Quickly Reveal and Hide Atoms in Your Molecular Animations with Flash

Creating molecular animations often involves showing or hiding specific atoms, residues, or molecular structures across time. But if you’re changing visibility in a manual, step-by-step process, it can quickly become tedious—especially if you’re trying to time these changes precisely in a presentation or video.

The Flash animation in SAMSON is designed to solve this: it automates the appearing and disappearing of selected nodes at specific keyframes, making it easier to focus attention on a region of interest with minimal setup. Rather than manipulating transparency or visibility manually, Flash handles it for you across four keyframes.

Why modelers use Flash

This feature is especially useful when you want to momentarily highlight a specific molecule, atom, or group during an animation—perhaps to demonstrate its mechanism of action or its role in a biological pathway. Rather than keeping that object visible throughout the animation, which may clutter the scene, Flash makes the object visible only when needed.

Here’s how it works:

  • Keyframes 1–2: The selected nodes remain hidden.
  • Keyframe 2: The nodes become visible.
  • Keyframes 2–3: The nodes stay visible.
  • Keyframe 3: The nodes become hidden again.
  • Keyframes 3–4: The nodes stay hidden.

Getting started with Flash

To set up this animation, follow these steps:

  1. Select the node(s) you want to animate. These can be atoms, groups, molecules, etc.
  2. Open the Animation Panel inside the Animator.
  3. Double-click on the Flash animation effect.
  4. You’ll now see the four keyframes described above automatically created.
  5. Adjust the timing by simply moving these keyframes in the Animator timeline.

Example: the Flash animation

Adjusting the animation curve

If you wish to control how sudden or smooth these transitions are, you can modify the Easing curve within the property settings of the animation. This allows further control over how the visibility change behaves, although for Flash, the change in visibility is instantaneous and does not transition gradually like opacity might.

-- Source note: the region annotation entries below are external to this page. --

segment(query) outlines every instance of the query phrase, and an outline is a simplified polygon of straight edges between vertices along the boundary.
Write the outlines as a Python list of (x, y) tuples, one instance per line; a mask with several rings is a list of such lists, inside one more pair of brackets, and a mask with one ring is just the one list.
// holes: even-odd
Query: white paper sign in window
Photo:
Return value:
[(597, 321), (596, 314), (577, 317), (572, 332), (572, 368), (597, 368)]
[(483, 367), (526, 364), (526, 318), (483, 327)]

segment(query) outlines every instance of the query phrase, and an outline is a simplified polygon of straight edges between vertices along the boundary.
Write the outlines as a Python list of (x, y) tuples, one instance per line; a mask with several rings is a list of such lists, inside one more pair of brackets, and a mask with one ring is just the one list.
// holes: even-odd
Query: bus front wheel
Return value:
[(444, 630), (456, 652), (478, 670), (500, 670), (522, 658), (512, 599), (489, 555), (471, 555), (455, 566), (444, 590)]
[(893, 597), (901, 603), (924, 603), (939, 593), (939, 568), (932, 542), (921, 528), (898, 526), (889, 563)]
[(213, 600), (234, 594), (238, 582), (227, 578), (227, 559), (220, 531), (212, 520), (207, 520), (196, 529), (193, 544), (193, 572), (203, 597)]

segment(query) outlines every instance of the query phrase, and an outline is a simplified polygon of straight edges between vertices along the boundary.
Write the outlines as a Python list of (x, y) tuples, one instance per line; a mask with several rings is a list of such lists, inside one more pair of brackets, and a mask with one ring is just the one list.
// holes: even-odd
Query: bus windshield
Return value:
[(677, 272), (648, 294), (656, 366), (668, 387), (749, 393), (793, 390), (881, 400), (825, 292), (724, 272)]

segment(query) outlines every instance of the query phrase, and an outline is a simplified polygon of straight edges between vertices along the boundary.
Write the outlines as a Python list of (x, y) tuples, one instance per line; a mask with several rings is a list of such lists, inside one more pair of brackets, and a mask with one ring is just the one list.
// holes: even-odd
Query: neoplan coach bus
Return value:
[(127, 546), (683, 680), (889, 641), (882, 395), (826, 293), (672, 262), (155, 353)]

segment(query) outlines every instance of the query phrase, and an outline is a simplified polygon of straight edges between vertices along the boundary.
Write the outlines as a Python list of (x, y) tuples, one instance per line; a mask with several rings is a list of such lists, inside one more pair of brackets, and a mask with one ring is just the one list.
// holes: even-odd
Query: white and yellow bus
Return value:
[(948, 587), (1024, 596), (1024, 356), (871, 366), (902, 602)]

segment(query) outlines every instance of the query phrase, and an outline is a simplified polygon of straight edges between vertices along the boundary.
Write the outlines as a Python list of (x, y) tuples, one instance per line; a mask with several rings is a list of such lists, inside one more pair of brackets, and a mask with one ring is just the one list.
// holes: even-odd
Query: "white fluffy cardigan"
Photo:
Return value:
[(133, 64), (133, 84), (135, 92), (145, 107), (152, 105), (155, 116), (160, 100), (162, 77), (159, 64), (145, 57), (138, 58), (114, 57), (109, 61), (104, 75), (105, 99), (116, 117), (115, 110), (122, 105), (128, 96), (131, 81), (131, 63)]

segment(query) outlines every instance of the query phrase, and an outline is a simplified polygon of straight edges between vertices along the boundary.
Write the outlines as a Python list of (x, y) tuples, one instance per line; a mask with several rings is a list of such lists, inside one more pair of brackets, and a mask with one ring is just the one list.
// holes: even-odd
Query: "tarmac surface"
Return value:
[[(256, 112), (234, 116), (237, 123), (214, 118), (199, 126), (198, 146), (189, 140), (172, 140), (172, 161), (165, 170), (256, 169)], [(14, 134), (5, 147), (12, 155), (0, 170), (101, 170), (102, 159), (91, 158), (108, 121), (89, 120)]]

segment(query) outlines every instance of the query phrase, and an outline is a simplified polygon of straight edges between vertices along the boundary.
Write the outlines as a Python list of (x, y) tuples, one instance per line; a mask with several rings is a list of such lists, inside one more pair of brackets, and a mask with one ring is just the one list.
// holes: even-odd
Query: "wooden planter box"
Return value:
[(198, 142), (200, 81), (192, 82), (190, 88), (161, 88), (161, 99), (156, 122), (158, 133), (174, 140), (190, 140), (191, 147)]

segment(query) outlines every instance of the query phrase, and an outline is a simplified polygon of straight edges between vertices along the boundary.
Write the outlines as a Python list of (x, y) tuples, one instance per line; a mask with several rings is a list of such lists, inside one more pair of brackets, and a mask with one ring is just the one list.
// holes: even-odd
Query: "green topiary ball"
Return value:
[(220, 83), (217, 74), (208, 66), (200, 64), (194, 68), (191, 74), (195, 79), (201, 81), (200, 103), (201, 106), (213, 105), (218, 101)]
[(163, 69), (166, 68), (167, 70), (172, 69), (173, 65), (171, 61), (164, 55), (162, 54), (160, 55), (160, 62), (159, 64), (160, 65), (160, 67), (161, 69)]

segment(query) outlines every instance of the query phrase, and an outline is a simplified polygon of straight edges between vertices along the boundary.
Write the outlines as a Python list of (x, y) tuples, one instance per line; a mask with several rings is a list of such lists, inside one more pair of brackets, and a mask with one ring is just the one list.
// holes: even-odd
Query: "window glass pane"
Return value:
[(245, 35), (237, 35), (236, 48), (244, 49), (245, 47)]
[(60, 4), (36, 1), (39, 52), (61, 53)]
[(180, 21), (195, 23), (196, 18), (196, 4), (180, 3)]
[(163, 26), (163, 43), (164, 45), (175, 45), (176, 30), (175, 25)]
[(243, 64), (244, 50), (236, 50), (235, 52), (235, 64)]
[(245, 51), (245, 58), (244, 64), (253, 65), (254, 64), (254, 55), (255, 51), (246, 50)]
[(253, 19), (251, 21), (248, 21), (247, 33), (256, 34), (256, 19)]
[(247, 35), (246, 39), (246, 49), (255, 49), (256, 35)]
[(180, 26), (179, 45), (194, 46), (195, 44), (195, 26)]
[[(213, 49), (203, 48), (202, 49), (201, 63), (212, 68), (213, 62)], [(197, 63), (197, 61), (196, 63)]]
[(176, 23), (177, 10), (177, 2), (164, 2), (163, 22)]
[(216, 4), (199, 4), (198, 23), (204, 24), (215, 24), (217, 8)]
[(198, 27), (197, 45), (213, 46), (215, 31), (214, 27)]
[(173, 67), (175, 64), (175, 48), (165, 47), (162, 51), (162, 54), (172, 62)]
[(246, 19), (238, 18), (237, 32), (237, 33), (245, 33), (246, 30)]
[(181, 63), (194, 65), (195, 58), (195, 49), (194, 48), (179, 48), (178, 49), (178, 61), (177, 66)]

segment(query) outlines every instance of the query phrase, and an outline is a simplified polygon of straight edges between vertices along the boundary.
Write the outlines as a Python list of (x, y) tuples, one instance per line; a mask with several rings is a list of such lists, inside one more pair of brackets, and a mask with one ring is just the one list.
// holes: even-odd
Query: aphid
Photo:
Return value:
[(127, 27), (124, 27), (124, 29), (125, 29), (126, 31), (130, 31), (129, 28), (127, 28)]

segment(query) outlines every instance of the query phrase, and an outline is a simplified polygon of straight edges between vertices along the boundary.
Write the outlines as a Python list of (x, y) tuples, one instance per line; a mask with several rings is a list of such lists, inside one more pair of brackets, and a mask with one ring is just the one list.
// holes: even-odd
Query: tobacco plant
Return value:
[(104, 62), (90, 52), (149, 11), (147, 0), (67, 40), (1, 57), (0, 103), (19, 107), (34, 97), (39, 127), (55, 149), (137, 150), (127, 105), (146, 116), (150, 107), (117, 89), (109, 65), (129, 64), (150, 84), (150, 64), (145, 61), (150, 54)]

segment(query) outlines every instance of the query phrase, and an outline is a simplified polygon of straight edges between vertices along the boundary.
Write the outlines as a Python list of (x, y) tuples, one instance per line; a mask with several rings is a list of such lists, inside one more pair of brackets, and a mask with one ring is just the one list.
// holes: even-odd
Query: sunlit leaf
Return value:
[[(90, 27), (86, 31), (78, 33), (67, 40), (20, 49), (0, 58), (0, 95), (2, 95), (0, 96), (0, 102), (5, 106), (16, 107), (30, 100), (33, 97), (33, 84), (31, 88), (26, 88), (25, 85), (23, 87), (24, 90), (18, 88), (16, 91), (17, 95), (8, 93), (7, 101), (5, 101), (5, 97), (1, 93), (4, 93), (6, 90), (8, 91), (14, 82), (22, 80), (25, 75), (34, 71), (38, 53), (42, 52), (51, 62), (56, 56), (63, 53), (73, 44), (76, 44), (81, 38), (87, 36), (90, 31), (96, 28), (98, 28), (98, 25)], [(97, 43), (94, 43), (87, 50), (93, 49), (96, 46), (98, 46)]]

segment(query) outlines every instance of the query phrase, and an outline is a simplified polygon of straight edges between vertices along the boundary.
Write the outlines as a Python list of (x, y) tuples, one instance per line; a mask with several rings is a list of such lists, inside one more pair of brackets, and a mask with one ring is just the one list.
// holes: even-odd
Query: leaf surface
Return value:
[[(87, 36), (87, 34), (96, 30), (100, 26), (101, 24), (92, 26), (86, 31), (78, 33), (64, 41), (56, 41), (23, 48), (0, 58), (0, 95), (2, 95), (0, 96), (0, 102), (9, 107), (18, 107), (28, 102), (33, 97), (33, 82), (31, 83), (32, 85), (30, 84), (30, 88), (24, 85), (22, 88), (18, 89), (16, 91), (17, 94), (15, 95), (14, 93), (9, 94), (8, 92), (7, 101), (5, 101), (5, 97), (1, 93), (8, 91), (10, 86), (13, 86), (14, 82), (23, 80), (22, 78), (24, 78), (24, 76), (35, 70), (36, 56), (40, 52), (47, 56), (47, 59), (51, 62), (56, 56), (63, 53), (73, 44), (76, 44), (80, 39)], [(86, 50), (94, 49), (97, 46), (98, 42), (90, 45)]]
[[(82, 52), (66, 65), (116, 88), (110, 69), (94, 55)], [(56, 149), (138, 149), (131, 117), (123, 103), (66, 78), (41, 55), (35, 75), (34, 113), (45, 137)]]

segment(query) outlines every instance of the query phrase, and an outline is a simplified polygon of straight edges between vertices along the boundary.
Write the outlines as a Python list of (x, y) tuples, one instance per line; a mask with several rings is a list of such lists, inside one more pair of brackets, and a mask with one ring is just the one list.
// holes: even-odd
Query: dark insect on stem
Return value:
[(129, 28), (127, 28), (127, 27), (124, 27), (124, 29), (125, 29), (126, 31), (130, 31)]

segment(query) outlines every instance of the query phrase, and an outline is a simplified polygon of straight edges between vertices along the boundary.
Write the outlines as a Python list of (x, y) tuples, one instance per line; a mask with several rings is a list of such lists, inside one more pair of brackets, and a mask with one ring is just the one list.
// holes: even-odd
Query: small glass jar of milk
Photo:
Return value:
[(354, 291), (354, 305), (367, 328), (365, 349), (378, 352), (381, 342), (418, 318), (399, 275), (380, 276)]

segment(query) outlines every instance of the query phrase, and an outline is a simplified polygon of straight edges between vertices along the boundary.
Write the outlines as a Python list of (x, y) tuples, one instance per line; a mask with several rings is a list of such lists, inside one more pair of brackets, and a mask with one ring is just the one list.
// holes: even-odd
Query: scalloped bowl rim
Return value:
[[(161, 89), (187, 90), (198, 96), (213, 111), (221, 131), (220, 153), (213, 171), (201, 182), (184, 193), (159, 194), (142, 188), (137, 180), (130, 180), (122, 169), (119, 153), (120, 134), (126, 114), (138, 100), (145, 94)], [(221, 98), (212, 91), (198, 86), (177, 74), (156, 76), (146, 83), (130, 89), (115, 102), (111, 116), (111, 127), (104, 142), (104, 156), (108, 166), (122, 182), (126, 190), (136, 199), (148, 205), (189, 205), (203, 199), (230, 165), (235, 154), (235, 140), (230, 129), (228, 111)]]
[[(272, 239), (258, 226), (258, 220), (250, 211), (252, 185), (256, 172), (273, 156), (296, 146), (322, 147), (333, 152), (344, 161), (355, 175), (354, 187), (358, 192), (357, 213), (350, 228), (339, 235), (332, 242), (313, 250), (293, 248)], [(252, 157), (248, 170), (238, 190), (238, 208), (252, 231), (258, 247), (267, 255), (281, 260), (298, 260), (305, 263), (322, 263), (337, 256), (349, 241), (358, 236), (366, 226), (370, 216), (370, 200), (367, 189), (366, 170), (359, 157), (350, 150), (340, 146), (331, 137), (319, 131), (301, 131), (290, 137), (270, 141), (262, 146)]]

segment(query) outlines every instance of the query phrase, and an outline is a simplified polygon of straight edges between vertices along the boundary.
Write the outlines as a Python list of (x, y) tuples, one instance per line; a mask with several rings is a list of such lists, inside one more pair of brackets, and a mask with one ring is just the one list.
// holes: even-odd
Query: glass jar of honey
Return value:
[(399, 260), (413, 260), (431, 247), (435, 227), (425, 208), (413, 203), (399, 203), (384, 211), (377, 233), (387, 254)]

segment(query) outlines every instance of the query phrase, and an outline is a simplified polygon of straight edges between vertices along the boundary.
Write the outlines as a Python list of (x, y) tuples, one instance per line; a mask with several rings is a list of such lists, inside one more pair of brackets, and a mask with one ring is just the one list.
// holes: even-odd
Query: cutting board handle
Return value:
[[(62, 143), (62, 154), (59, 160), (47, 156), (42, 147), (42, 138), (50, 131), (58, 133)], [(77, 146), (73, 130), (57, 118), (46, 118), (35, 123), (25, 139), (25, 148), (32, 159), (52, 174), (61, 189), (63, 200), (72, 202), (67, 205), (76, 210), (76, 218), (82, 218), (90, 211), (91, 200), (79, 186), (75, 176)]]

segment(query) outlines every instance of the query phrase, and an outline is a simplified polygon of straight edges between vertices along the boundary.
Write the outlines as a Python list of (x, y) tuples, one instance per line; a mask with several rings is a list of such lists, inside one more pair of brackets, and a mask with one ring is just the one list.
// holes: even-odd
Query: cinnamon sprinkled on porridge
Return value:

The Flash animation options in the Inspector

Flash is a useful tool when you want to emphasize a specific part of a molecular system without cluttering your entire animation. Whether you’re building a scientific presentation, a teaching video, or just trying to better understand a molecule’s function visually, using Flash can help direct attention exactly where it’s needed, exactly when it’s needed—with very little effort.